Who Would You Invite to Dinner & Why
WALK A MILE IN MY SHOES
Dorothy Tarpley
Today I walked the mile plus trail to the Fort Bowie ruins, a National Historic Site. I was accompanied by the Chief of the Chiricahua Apache’s, Cochise, who had come at my invitation. I had read about the Fort, the need for the Fort from a white man’s perspective, and I wanted to hear how Cochise viewed that perspective.
The hike was somewhat strenuous, rocky, up and down hills. There was little shade, lots of spiny bushes, skinny boojum trees and tall grasses. We were alone, no other hikers. I carried drinking water in my modern insulated bottle, Cochise carried his in a leather pouch. He wore a typical Apache band around his head, but nothing to shade the deep wrinkles in his brown face. My bright Sketcher’s tennis shoes looked out of place next to his worn moccasins.

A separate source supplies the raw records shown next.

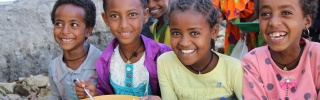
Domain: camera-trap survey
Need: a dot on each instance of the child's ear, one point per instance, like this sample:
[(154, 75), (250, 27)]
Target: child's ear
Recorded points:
[(214, 31), (104, 17), (146, 15), (308, 21), (89, 31)]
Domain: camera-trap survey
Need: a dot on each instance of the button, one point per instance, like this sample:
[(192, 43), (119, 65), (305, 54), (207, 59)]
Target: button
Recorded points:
[(129, 84), (128, 69), (129, 75)]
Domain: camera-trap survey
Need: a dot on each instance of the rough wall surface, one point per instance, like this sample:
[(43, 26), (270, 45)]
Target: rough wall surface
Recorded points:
[(26, 38)]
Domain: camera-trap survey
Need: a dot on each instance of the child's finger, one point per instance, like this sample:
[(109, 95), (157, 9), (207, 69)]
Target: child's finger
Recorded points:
[(81, 95)]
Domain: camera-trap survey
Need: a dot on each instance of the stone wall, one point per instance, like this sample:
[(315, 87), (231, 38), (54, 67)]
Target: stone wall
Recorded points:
[(26, 38)]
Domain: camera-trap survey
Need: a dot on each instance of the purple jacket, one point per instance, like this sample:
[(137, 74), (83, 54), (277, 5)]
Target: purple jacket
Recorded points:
[(153, 51)]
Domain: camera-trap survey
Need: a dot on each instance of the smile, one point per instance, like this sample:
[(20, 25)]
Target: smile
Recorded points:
[(277, 35), (125, 34), (154, 11), (67, 40), (187, 51)]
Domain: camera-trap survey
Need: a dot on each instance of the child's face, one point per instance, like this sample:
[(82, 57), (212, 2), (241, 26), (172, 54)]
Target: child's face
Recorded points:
[(125, 19), (157, 8), (191, 36), (282, 23), (70, 27)]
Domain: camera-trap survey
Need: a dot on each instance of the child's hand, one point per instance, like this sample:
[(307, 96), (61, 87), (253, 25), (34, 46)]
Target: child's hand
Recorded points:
[(81, 94), (150, 97)]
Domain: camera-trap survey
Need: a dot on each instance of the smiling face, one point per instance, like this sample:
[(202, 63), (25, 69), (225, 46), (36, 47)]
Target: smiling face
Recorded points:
[(191, 36), (125, 19), (69, 27), (157, 8), (282, 23)]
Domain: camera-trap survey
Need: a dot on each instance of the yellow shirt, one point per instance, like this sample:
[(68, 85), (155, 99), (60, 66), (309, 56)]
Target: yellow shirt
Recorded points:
[(166, 35), (179, 83)]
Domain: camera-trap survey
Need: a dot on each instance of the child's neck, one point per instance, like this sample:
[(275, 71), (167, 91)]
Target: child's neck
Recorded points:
[(160, 23), (129, 49), (74, 58), (203, 63)]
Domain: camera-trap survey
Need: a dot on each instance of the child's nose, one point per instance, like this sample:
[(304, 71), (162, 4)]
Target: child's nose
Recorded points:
[(275, 21), (65, 29), (124, 23), (185, 41)]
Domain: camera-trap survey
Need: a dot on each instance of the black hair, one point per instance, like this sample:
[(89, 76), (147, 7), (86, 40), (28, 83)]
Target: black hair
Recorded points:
[(88, 6), (308, 7), (203, 7), (143, 3)]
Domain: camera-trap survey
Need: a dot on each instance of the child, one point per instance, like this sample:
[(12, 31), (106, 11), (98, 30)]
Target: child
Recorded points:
[(160, 29), (128, 65), (73, 23), (288, 67), (193, 71)]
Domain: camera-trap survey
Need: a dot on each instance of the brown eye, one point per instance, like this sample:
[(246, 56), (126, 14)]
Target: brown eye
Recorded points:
[(58, 24), (175, 33), (194, 33), (114, 16), (133, 14), (74, 25), (286, 13)]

Walking a mile in his shoes was the whole point.
White men call Fort Bowie, “The guardian of Apache Pass.” Cochise corrected it to “The confiscation of Apache Pass.”
“When I was young,” he said, “I walked all over this country, east and west, and saw no other people than the Apaches.”

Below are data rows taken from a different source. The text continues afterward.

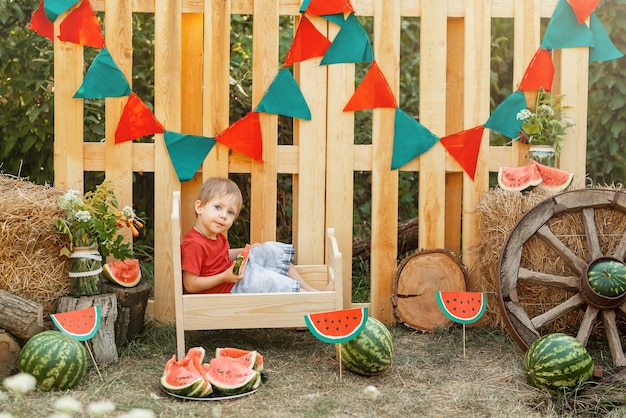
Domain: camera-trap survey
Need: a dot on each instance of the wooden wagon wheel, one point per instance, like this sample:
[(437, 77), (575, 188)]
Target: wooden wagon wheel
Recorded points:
[(577, 294)]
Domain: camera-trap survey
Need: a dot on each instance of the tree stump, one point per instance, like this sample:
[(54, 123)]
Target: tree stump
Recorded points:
[(131, 309), (103, 343), (9, 354)]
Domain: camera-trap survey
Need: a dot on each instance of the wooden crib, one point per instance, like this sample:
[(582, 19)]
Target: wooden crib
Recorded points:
[(253, 310)]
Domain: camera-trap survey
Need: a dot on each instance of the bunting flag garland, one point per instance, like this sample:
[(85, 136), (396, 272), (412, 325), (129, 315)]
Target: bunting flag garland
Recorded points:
[(187, 152), (137, 120), (54, 8), (244, 136), (604, 49), (103, 79), (40, 23), (464, 147), (410, 139), (81, 27), (583, 9), (563, 30), (372, 92), (328, 7), (307, 43), (283, 97), (350, 45), (539, 73), (504, 117)]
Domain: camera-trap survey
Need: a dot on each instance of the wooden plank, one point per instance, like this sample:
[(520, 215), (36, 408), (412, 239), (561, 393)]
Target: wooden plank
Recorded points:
[(167, 107), (68, 124), (384, 181), (433, 45), (309, 190), (118, 22), (264, 67)]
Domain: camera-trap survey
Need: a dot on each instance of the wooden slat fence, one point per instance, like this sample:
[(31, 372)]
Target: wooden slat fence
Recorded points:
[(192, 56)]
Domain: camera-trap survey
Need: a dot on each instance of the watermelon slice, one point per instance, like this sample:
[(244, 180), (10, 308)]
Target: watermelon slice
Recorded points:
[(81, 324), (337, 326), (519, 178), (462, 307)]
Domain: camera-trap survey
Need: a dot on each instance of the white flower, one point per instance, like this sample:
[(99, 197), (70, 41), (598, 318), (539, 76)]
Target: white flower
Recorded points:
[(371, 391), (20, 383), (68, 405), (101, 408)]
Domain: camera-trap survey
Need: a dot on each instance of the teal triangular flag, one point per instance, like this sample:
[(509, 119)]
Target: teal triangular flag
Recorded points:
[(504, 117), (604, 50), (283, 97), (187, 152), (103, 79), (53, 8), (410, 139), (563, 30), (350, 45)]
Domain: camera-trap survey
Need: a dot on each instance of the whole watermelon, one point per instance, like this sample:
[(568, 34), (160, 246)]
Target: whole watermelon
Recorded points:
[(57, 361), (369, 353), (557, 361)]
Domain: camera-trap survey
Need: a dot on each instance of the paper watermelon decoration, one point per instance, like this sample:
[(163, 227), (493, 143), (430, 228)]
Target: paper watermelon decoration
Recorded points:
[(81, 324), (462, 307), (339, 326)]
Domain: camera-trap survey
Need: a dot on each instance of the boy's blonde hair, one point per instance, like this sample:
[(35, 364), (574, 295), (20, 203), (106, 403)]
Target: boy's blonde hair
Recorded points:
[(218, 187)]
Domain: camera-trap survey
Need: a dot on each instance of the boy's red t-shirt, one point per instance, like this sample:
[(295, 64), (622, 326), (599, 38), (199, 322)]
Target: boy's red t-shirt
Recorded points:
[(203, 256)]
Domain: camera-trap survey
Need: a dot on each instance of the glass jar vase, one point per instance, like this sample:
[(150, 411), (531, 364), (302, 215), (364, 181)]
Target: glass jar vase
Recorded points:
[(85, 266)]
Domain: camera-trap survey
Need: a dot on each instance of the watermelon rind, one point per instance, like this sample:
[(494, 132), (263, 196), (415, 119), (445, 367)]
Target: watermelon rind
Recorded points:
[(467, 318), (516, 179), (557, 362), (57, 361), (81, 324), (320, 323), (370, 353)]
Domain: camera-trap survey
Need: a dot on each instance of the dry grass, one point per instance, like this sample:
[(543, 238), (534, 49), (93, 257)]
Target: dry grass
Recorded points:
[(430, 377)]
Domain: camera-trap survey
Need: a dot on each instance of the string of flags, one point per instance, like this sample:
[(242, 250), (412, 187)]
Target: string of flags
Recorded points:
[(567, 28)]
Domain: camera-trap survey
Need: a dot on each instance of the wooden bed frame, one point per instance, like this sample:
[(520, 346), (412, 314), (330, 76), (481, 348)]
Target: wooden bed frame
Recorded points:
[(253, 310)]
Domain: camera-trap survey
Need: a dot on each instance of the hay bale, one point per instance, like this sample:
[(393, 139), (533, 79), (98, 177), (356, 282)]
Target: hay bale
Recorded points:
[(30, 265), (498, 212)]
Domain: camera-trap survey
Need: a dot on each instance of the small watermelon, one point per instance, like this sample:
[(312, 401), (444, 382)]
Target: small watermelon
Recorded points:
[(607, 277), (57, 362), (81, 324), (557, 361), (125, 273), (371, 352), (462, 307), (337, 326), (519, 178), (229, 377)]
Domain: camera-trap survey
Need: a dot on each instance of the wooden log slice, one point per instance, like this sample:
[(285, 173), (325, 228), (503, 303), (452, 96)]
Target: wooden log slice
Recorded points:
[(416, 281)]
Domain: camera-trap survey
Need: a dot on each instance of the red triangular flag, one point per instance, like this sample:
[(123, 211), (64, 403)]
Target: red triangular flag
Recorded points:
[(464, 147), (539, 73), (40, 23), (244, 136), (137, 120), (583, 9), (329, 7), (82, 27), (374, 91), (307, 43)]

Apache Spring was the mother lode. Without water, it wouldn’t have been home to the Apaches. Without water, Fort Bowie would not have come into being. Without water, this area would never have become the perfect route for settlers or the Butterfield Overland mail wagons.
As Cochise and I stopped at the various informational placards, highlighting the confrontations with his tribe, he would become very still, bow his head and speak softly in his native tongue. I did not disturb him. We came to the ruins of the stagecoach station. Cochise told me how his people supplied wood to the station workers and never attacked their mail wagons. We came to the small cemetery, peacefully quiet among the tall white markers. Cochise walked to a far corner, away from me. He knelt by a small headstone, raised his arms to the sky, and sang a sad, mournful song. I knew from my reading it was the grave of his two-year-old son who had died of dysentery while being held captive with Cochise’s wife.
As we approached the main ruins of Fort Bowie, Cochise refused to walk the grounds with me. He filled his water pouch at the water spigot and found a shady spot to rest. I knew this was not the place to have a conversation. The ruins were extensive but mostly occasional rock formations hinting at once-standing walls. The concrete reinforcements in place to stabilize what was left were quite ugly and detracted from the actual ruins. We did not stay long.
It was late afternoon as we headed back. Coming to a flat clearing, Cochise removed something from inside his shirt and suggested we stop to eat. I was caught off guard at the suggestion and the fact he had thought to bring refreshment. He spread our simple meal on the cloth that had held it, and we sat cross-legged on the ground. He offered a blessing in his language; I offered one in mine. While we shared this nourishment, Cochise quietly related what led to war with the white man.
In 1861, a band of Apaches raided a nearby ranch, stole some livestock and kidnapped a young boy. The rancher wrongly blamed Cochise and his band of Chiricahua Apaches and demanded military intervention. The Army sent a contingent of men to Apache Pass and lured Cochise into their camp. At this point in the story, Cochise became agitated and emotional, relating how furious and insulted he was to be falsely accused. He was held prisoner by the Army soldiers till he was able to escape. Sadly and unnecessarily, this led to open warfare between whites and his people. It led to the construction of Fort Bowie and ten years of death and destruction to his tribe. It eventually led to the abolishment of the Chiricahua Apache Reservation by the U.S. federal government.
Cochise was through with his rebuttal of the white man’s version of events, of their claim to be “guardians of Apache Pass.” He repeated the words he had spoken at the beginning of our hike. “When I was young I walked all over this country…and saw no other people than the Apaches.”